Zhang Keqin, Shi Benkang, Chen Jun, Zhang Dongqing, Zhu Yaofeng, Zhou Changkuo, Zhao Haifeng, Jiang Xianzhou, Xu Zhishun
Department of Urology, Shandong Provincial Hospital Affiliated to Shandong University, Jinan, PR China.
Urol Int. 2010;84(1):94-9. doi: 10.1159/000273474. Epub 2010 Feb 17.
To investigate the effect of mesenchymal stem cells (MSCs) in the process of tumor development and the possibility of MSCs differentiating into vascular endothelial cells in the tumor microenvironment.
Twenty male New Zealand rabbits were randomly divided into 2 groups: a test group and a control group. MSCs were isolated and cultured by bone marrow cell adherence. The bladder tumor models were built by embedding a VX2 mass in swelled bladder mucosa in all of the rabbits (n = 20). One week later, 4',6-diamidino-2-phenylindole-labeling MSCs were transplanted into tumor tissue in the test group (n = 10). Culture medium was injected into the tumor tissue of the control group (n = 10). The maximum diameter of the tumor mass was measured by ultrasound at 2 and 4 weeks after the VX2 tumor mass was embedded. All animals were sacrificed at 4 weeks. The double labeling immunofluorescence for CD146 was performed to reveal whether engrafted cells can differentiate into vascular endothelial cells. Vascular density was compared between the 2 groups.
There was no significant difference in the maximum diameters of the tumor masses between the 2 groups at 2 weeks (test group 0.77 +/- 0.15 cm vs. control group 0.71 +/- 0.15 cm, p > 0.05). The maximum diameters appeared larger in the test group at 4 weeks (test group 3.82 +/- 0.94 cm vs. control group 2.28 +/- 0.54 cm, p < 0.05).
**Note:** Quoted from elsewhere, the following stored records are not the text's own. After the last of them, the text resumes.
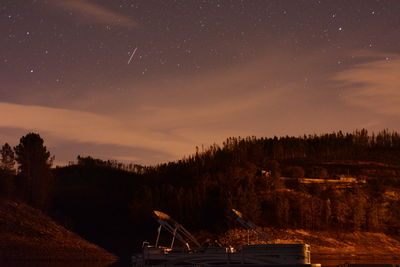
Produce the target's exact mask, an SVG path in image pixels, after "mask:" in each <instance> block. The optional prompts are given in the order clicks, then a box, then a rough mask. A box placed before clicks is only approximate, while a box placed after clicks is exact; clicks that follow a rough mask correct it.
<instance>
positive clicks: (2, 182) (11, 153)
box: [0, 143, 15, 196]
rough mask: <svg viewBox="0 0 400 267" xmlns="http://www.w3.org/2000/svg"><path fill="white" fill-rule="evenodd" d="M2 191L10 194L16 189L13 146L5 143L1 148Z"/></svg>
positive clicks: (8, 195)
mask: <svg viewBox="0 0 400 267" xmlns="http://www.w3.org/2000/svg"><path fill="white" fill-rule="evenodd" d="M0 155H1V161H0V193H1V194H3V195H5V196H10V195H11V194H12V193H13V191H14V186H15V184H14V176H15V167H14V166H15V156H14V152H13V150H12V148H11V146H10V145H9V144H8V143H5V144H4V145H3V146H2V147H1V149H0Z"/></svg>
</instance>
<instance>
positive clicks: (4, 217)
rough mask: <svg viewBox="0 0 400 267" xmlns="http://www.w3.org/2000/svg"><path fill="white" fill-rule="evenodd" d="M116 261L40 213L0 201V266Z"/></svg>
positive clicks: (99, 249) (1, 199)
mask: <svg viewBox="0 0 400 267" xmlns="http://www.w3.org/2000/svg"><path fill="white" fill-rule="evenodd" d="M116 259H117V258H116V257H115V256H114V255H112V254H110V253H108V252H107V251H105V250H104V249H102V248H100V247H98V246H96V245H94V244H91V243H89V242H87V241H86V240H84V239H82V238H81V237H79V236H78V235H76V234H74V233H72V232H70V231H68V230H66V229H65V228H64V227H62V226H60V225H58V224H57V223H56V222H54V221H53V220H52V219H51V218H49V217H48V216H46V215H45V214H44V213H43V212H41V211H40V210H37V209H34V208H32V207H30V206H28V205H26V204H23V203H20V202H15V201H11V200H7V199H0V263H1V262H14V261H24V262H26V261H35V262H36V261H43V262H48V261H66V260H67V261H102V262H113V261H115V260H116Z"/></svg>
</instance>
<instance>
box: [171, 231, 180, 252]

Immunofluorescence studies revealed some engrafted MSCs expressing a vascular endothelial cell phenotype (CD146). Furthermore, vascular density was augmented in the test group in comparison to the control group (10.1 +/- 0.70/0.2 mm(2) vs. 8.24 +/- 0.81/0.2 mm(2), p < 0.05).
Engrafted MSCs can differentiate into vascular endothelial cells and contribute to angiogenesis in the tumor microenvironment, which may be the major pathway of promoting tumor growth.
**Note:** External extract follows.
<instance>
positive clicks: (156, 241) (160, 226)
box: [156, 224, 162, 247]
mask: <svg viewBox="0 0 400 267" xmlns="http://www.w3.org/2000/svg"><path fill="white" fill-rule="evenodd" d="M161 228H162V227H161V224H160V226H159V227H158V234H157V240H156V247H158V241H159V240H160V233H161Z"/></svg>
研究间充质干细胞(MSCs)在肿瘤发展过程中的作用以及MSCs在肿瘤微环境中分化为血管内皮细胞的可能性。
将20只雄性新西兰兔随机分为2组:试验组和对照组。通过骨髓细胞贴壁法分离培养MSCs。对所有兔子(n = 20),通过将VX2肿块植入膨胀的膀胱黏膜构建膀胱肿瘤模型。1周后,将4',6-二脒基-2-苯基吲哚标记的MSCs移植到试验组(n = 10)的肿瘤组织中。向对照组(n = 10)的肿瘤组织中注射培养基。在植入VX2肿瘤肿块后2周和4周,通过超声测量肿瘤肿块的最大直径。所有动物在4周时处死。进行CD146的双重标记免疫荧光以揭示植入细胞是否能分化为血管内皮细胞。比较两组之间的血管密度。
2周时两组肿瘤肿块的最大直径无显著差异(试验组0.77±0.15 cm vs.对照组0.71±0.15 cm,p>0.05)。4周时试验组的最大直径更大(试验组3.82±0.94 cm vs.对照组2.28±0.54 cm,p<0.05)。免疫荧光研究显示一些植入的MSCs表达血管内皮细胞表型(CD146)。此外,试验组的血管密度高于对照组(10.1±0.70/0.2 mm² vs. 8.24±0.81/0.2 mm²,p<0.05)。
植入的MSCs可分化为血管内皮细胞并促进肿瘤微环境中的血管生成,这可能是促进肿瘤生长的主要途径。